Three lawsuits were filed against the CCA by chiropractors who didn't agree with the results of the review, two of these reviews resulted in actions by the California state board. There were an additional two lawsuits filed by DCs for other reasons. When the CCA notified MGIC of the litigations, it was discovered that MGIC had assigned the policy to CNA Insurance Company, a subsidiary American Casualty, without ever notifying the CCA.
When CCA notified CNA, it was told that CNA would neither affirm or deny coverage. Thus, neither CNA or MGIC would agree to cover the litigations. The CCA was also told that neither company would pay expenses as they occurred. In addition, CNA cancelled the CCA policy prior to the completion of the term.
This left the CCA with the burden of carrying the costs of the lawsuits. Even though the CCA won all five cases, they were not able to be awarded legal fees. The lawsuits caused the CCA to have to divert funds from member services.
"A non-profit association, and all businesses, need to be able to depend on their insurer to cover them in their times of need." said Gary Cuneo, executive director of the CCA. "For our liability insurer, CNA, to turn its back on us when we most needed them was the epitome of bad faith."
The CCA had two other insurance policies that it hoped to rely on in this situation: a premises liability policy from U.S. Federal and Guarantee (USF&G) and the malpractice insurance policies of the individual peer reviewers provided by the National Chiropractic Mutual Insurance Company (NCMIC).
NCMIC and USF&G supported the CCA's efforts by agreeing to advance the legal fees necessary to sue CNA and MGIC with the agreement that the additional amount advanced would be reimbursed if the CCA won the lawsuits.
With MGIC's and CNA's failure to affirm coverage and their refusal to pay legal expenses after the fact, the CCA was left with only one alternative: On December 16, 1985, the CCA attorney Michael J. Schroeder, filed suit against both CNA and MGIC. CCA claimed that the two companies were guilty of bad faith, fraud, intentional misrepresentation, negligent misrepresentation, breach of statutory duties, and breach of fiduciary duties.
The pre-trial process was very long and difficult. The two insurance companies were very uncooperative. This caused many motions to have to be filed and refiled. "For five years CNA made it difficult to obtain documents, filing delaying motions and generally tried to draw the case out until we would just quit", remarked Willard Smith, D.C., president of the CCA. "We didn't quit because we knew we were right and we refused to let this insurer get away with not honoring our policy."
In June of 1989, the court heard a motion for summary ajudication. The court was asked to rule on whether:
- the claims were covered by the policy;
- the claims were made in a timely manner; - that the CCA's defense cost should have been paid by the insurance company as incurred; and - that the failure to accept or reject the CCA's claim was a breach of the policy.

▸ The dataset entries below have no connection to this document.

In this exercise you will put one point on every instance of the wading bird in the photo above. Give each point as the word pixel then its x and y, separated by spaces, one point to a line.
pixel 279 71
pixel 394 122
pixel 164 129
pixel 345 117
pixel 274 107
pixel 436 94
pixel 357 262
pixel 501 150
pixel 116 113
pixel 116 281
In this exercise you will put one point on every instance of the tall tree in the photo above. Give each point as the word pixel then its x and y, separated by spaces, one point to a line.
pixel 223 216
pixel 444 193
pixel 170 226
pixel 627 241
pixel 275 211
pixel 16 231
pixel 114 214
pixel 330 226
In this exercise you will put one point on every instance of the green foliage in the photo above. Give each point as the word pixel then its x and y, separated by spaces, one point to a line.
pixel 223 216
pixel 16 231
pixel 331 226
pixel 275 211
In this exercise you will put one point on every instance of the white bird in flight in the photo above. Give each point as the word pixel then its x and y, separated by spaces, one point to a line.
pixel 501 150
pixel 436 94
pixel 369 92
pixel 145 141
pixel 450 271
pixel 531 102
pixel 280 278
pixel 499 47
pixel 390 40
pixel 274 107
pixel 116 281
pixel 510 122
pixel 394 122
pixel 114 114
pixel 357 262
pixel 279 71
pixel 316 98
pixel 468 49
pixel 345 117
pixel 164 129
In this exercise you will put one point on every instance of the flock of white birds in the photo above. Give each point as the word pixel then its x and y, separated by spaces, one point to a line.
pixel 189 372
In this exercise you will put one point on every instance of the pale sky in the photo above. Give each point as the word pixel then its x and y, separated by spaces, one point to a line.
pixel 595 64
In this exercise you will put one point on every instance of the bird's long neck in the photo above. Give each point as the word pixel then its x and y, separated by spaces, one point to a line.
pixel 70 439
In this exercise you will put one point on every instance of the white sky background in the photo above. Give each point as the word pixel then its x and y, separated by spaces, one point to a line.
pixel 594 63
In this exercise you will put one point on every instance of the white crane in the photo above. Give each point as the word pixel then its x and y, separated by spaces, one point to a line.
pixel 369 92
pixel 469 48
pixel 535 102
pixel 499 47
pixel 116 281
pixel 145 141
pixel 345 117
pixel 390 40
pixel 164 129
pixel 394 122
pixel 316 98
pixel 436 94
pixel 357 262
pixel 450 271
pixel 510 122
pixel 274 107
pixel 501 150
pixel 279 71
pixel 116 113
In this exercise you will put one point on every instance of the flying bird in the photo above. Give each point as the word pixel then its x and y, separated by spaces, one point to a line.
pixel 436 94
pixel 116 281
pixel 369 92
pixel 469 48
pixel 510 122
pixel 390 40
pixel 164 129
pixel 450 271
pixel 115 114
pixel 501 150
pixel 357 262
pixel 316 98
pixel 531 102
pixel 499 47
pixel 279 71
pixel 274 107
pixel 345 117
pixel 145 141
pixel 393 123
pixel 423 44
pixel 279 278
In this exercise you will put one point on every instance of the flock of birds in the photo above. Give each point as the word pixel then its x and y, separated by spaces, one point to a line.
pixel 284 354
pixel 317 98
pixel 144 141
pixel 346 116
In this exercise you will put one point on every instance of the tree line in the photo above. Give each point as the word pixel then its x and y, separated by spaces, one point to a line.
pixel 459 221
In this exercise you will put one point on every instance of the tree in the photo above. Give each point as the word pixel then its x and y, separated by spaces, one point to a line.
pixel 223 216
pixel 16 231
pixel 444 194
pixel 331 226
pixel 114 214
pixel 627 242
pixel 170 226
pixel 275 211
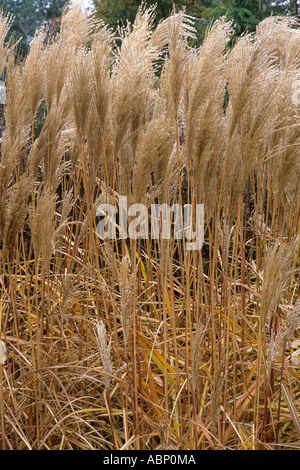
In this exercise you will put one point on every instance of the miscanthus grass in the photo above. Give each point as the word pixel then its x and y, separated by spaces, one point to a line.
pixel 142 344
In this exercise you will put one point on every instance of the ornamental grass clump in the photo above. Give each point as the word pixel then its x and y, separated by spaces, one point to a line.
pixel 133 342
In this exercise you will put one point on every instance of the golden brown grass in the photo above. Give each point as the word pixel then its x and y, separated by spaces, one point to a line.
pixel 141 344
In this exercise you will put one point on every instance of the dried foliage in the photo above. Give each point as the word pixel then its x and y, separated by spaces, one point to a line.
pixel 142 344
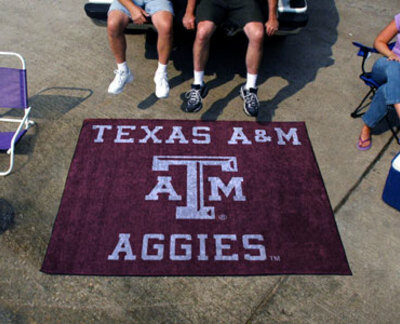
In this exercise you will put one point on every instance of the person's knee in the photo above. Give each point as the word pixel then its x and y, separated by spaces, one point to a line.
pixel 165 28
pixel 115 26
pixel 255 33
pixel 204 32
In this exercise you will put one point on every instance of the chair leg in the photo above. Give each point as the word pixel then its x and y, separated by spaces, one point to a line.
pixel 356 113
pixel 392 128
pixel 11 152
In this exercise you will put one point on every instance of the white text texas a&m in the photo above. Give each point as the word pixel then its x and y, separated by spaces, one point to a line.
pixel 133 134
pixel 180 247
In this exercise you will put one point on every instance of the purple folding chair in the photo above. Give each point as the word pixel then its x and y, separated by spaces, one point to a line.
pixel 13 94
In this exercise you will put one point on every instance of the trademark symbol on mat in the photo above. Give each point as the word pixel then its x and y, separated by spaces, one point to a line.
pixel 275 258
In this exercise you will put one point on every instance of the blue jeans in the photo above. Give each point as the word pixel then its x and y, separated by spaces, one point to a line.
pixel 387 74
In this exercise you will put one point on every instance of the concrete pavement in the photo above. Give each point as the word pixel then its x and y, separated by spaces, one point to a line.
pixel 312 76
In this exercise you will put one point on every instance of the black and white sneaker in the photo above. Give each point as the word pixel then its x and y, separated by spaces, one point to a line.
pixel 194 98
pixel 251 103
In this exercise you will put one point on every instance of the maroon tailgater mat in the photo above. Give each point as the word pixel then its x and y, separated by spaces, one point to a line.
pixel 171 197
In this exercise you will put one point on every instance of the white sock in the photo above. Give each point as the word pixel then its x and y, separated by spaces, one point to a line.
pixel 251 81
pixel 123 67
pixel 162 68
pixel 198 77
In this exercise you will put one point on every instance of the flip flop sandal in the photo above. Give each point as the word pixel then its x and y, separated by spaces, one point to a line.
pixel 361 142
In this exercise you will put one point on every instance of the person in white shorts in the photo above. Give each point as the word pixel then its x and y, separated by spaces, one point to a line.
pixel 119 15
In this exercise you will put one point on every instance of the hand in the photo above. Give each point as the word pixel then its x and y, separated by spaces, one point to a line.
pixel 271 26
pixel 189 21
pixel 139 16
pixel 393 57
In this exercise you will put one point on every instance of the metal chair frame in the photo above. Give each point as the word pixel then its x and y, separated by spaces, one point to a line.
pixel 365 52
pixel 24 122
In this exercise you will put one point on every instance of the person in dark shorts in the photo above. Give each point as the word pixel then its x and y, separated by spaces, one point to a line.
pixel 247 14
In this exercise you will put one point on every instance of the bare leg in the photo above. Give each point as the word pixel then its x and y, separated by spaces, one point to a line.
pixel 255 33
pixel 162 20
pixel 201 47
pixel 116 24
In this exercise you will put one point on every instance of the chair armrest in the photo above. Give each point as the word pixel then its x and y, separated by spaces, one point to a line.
pixel 17 55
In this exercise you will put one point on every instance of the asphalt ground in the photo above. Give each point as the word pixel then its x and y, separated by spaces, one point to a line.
pixel 312 77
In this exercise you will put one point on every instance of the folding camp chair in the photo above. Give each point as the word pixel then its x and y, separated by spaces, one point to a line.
pixel 365 52
pixel 13 94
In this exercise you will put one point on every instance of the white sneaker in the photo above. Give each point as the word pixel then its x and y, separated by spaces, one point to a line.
pixel 120 80
pixel 162 86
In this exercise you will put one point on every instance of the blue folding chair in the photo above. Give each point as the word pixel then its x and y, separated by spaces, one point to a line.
pixel 365 52
pixel 13 95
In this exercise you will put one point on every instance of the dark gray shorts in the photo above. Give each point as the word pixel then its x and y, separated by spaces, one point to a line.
pixel 238 12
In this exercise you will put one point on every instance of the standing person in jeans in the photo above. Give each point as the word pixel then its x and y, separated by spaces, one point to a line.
pixel 246 14
pixel 386 71
pixel 119 14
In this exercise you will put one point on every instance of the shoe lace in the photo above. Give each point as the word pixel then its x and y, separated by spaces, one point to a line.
pixel 119 76
pixel 193 96
pixel 251 100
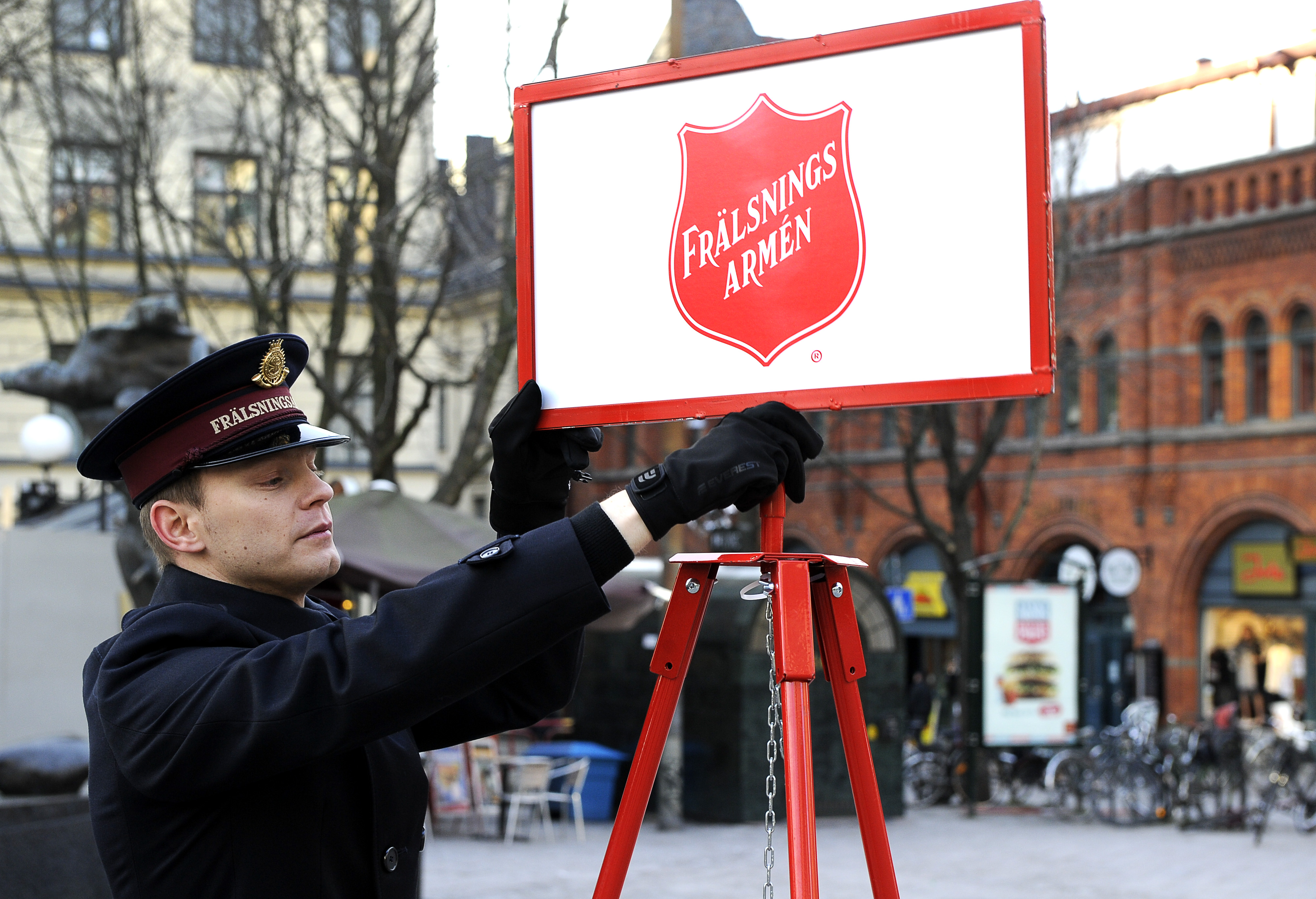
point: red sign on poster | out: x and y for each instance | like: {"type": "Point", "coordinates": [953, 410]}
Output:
{"type": "Point", "coordinates": [768, 244]}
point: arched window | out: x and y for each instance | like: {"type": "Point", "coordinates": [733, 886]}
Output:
{"type": "Point", "coordinates": [1107, 385]}
{"type": "Point", "coordinates": [1072, 411]}
{"type": "Point", "coordinates": [1303, 336]}
{"type": "Point", "coordinates": [1213, 373]}
{"type": "Point", "coordinates": [1257, 347]}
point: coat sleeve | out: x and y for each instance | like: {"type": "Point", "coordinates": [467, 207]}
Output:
{"type": "Point", "coordinates": [193, 703]}
{"type": "Point", "coordinates": [520, 698]}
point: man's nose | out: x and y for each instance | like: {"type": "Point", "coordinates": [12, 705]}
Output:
{"type": "Point", "coordinates": [320, 492]}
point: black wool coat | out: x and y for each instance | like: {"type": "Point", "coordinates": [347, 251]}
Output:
{"type": "Point", "coordinates": [244, 747]}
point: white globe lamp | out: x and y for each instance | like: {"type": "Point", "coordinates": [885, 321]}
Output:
{"type": "Point", "coordinates": [47, 439]}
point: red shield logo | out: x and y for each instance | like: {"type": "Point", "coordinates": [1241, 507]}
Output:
{"type": "Point", "coordinates": [768, 244]}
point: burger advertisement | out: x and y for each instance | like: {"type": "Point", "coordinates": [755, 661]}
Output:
{"type": "Point", "coordinates": [1030, 665]}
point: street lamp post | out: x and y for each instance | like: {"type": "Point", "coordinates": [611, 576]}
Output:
{"type": "Point", "coordinates": [45, 440]}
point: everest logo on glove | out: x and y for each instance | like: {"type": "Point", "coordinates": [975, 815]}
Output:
{"type": "Point", "coordinates": [768, 245]}
{"type": "Point", "coordinates": [727, 476]}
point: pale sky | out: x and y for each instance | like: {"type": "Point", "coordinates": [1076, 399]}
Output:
{"type": "Point", "coordinates": [1097, 48]}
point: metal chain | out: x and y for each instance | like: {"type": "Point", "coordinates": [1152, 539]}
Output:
{"type": "Point", "coordinates": [774, 731]}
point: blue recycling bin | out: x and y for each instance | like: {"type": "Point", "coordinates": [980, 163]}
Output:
{"type": "Point", "coordinates": [597, 794]}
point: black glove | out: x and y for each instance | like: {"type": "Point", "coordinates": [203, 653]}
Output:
{"type": "Point", "coordinates": [740, 461]}
{"type": "Point", "coordinates": [533, 469]}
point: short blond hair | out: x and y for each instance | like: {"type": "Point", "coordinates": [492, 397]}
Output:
{"type": "Point", "coordinates": [185, 490]}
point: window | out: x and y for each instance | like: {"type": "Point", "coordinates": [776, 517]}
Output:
{"type": "Point", "coordinates": [1107, 385]}
{"type": "Point", "coordinates": [1257, 347]}
{"type": "Point", "coordinates": [85, 198]}
{"type": "Point", "coordinates": [354, 28]}
{"type": "Point", "coordinates": [353, 382]}
{"type": "Point", "coordinates": [1303, 336]}
{"type": "Point", "coordinates": [1213, 373]}
{"type": "Point", "coordinates": [1072, 411]}
{"type": "Point", "coordinates": [227, 32]}
{"type": "Point", "coordinates": [351, 200]}
{"type": "Point", "coordinates": [1035, 415]}
{"type": "Point", "coordinates": [82, 26]}
{"type": "Point", "coordinates": [227, 218]}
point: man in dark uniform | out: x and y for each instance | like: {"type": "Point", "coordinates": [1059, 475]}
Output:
{"type": "Point", "coordinates": [251, 742]}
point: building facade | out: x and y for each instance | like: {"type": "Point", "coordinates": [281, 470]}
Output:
{"type": "Point", "coordinates": [248, 160]}
{"type": "Point", "coordinates": [1184, 426]}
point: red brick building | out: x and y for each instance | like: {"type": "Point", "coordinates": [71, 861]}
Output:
{"type": "Point", "coordinates": [1184, 424]}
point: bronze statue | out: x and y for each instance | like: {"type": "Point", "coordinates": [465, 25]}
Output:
{"type": "Point", "coordinates": [111, 368]}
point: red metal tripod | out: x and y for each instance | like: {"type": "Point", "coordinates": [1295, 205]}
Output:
{"type": "Point", "coordinates": [799, 603]}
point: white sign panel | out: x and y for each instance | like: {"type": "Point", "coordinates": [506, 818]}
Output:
{"type": "Point", "coordinates": [793, 221]}
{"type": "Point", "coordinates": [1030, 665]}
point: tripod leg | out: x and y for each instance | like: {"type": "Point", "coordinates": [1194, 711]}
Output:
{"type": "Point", "coordinates": [794, 637]}
{"type": "Point", "coordinates": [670, 662]}
{"type": "Point", "coordinates": [844, 665]}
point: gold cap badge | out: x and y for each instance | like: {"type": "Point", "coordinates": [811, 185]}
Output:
{"type": "Point", "coordinates": [273, 369]}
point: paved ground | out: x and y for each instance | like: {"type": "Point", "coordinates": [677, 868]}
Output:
{"type": "Point", "coordinates": [939, 855]}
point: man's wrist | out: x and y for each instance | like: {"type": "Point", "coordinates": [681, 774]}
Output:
{"type": "Point", "coordinates": [627, 520]}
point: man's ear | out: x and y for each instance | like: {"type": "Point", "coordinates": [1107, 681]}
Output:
{"type": "Point", "coordinates": [178, 526]}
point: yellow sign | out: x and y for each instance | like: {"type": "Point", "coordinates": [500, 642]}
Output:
{"type": "Point", "coordinates": [928, 597]}
{"type": "Point", "coordinates": [1262, 570]}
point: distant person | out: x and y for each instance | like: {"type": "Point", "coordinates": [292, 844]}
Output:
{"type": "Point", "coordinates": [249, 742]}
{"type": "Point", "coordinates": [1222, 679]}
{"type": "Point", "coordinates": [1247, 658]}
{"type": "Point", "coordinates": [919, 705]}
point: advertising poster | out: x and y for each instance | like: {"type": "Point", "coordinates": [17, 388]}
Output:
{"type": "Point", "coordinates": [760, 214]}
{"type": "Point", "coordinates": [1030, 665]}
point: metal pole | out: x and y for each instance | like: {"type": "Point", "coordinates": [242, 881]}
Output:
{"type": "Point", "coordinates": [972, 677]}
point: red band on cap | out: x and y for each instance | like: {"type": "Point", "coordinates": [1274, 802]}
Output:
{"type": "Point", "coordinates": [203, 431]}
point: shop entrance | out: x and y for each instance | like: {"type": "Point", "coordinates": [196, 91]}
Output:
{"type": "Point", "coordinates": [1259, 609]}
{"type": "Point", "coordinates": [1106, 647]}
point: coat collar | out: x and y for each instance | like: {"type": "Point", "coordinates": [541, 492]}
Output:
{"type": "Point", "coordinates": [274, 615]}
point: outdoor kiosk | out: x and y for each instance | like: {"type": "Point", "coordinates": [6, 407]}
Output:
{"type": "Point", "coordinates": [847, 220]}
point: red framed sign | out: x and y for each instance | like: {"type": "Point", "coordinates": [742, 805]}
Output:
{"type": "Point", "coordinates": [849, 220]}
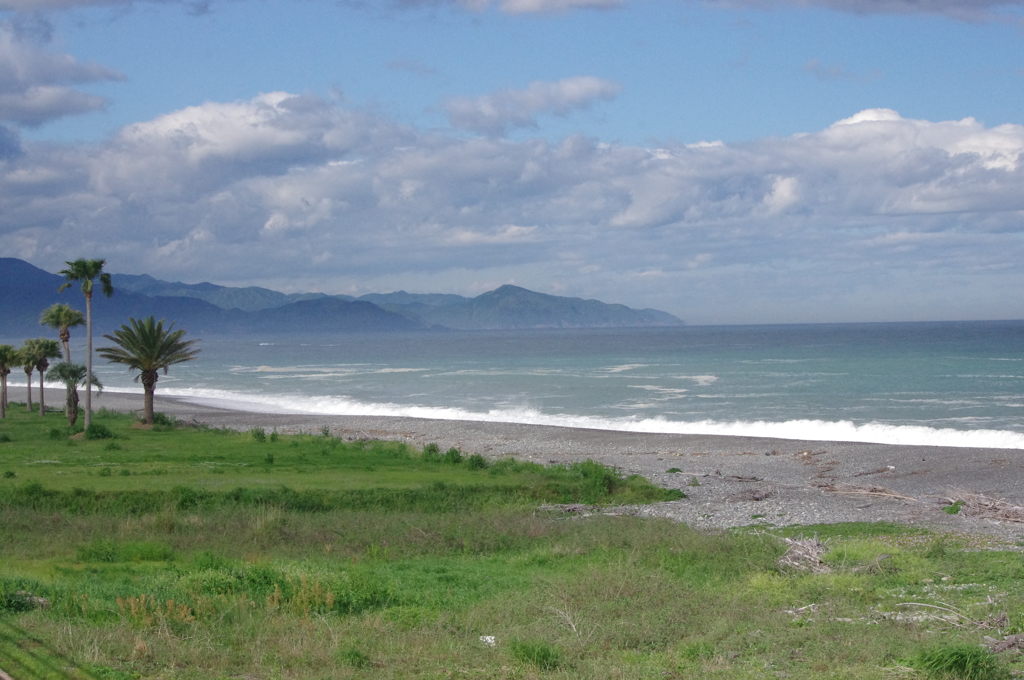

The judge ruled in favor of the CCA on all counts.
At this point, CNA decided they might want to settle, but at what cost? CNA's portion of the $450,000 legal defense claim would have probably been no more than $150,000 if the insurance companies involved had settled the claims as presented.
In July of 1990, CNA offered $44,000 to settle. In September, they offered $100,000. Then, one week prior to the date of the actual trial, CNA settled for the sum of $2.1 million and an agreement to testify against MGIC.
The efforts of the CCA and their attorney Michael Schroeder paid off and then some. The support extended by NCMIC and USF&G was repaid. This left the CCA with the funds necessary to continue to pursue MGIC, who first wrote the policy, through the trial period in order to recover the CCA's remaining damages.
Reflecting on the recent victory against CNA, Attorney Schroeder remarked: "We are extremely pleased with the resolution of our lawsuit with CNA. This $2.1 million settlement will send a message to insurance companies that they cannot continue to ignore the claims of their chiropractic insureds with impunity. Let there be no doubt that other such suits will be brought in the future on behalf of chiropractic doctors and their patients."
The MGIC trial is currently in progress and will continue for another few weeks. MGIC initially offered to settle for $25,000. They have upped the ante to $100,000. How much MGIC will ultimately pay is up to the jury to decide, but you can rest assured that this experience is one that neither MGIC nor CNA will soon forget.